Le président du Tapura Huiraatira, Édouard Fritch, s’est prononcé en faveur d’une dissolution de l’Assemblée de la Polynésie française afin de provoquer de nouvelles élections. Dans un entretien publié sur le site officiel de son parti, il estime que la crise politique actuelle ne peut être résolue que par un retour aux urnes, alors que les divisions au sein de la majorité indépendantiste s’accentuent.
Selon lui, le Tapura ne cherche pas à renverser le gouvernement pour reprendre le pouvoir, mais souhaite permettre aux électeurs de se prononcer à nouveau. Édouard Fritch affirme que si une motion de censure est nécessaire pour parvenir à une dissolution, son parti est prêt à soutenir cette démarche afin de « redonner la parole à la population ».

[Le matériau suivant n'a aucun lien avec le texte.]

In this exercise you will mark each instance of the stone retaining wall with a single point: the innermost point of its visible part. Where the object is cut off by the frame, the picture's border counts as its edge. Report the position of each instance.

Une majorité fragilisée par les divisions du Tavini
Cette prise de position intervient alors que le Tavini Huiraatira traverse une grave crise interne. Réuni à Faa’a, le conseil fédéral du parti indépendantiste a décidé d’engager une motion de censure contre le président du gouvernement, Moetai Brotherson, récemment écarté de sa formation politique.
Pour Édouard Fritch, ces tensions rendent désormais impossible la constitution d’une majorité stable à l’Assemblée. Il estime que la Polynésie française risque d’entrer dans une longue période d’instabilité institutionnelle et appelle l’État à prendre ses responsabilités, rappelant que seule une décision du président de la République peut conduire à la dissolution de l’Assemblée.
Un rapprochement politique encore incertain
Le dirigeant autonomiste a également répondu aux déclarations de Tony Géros, désigné par le Tavini pour succéder à Moetai Brotherson et favorable à l’ouverture de discussions avec les autonomistes. Sans confirmer un éventuel rapprochement, Édouard Fritch a insisté sur le fait que l’opposition dispose des moyens parlementaires nécessaires pour renverser l’exécutif si une majorité de représentants soutient une motion de défiance.
Dans ce contexte de recomposition politique, les prochains jours pourraient être décisifs pour l’avenir institutionnel de la Polynésie française. Entre la perspective d’une nouvelle majorité et celle d’une dissolution suivie d’élections anticipées, l’archipel entre dans une période de forte incertitude politique.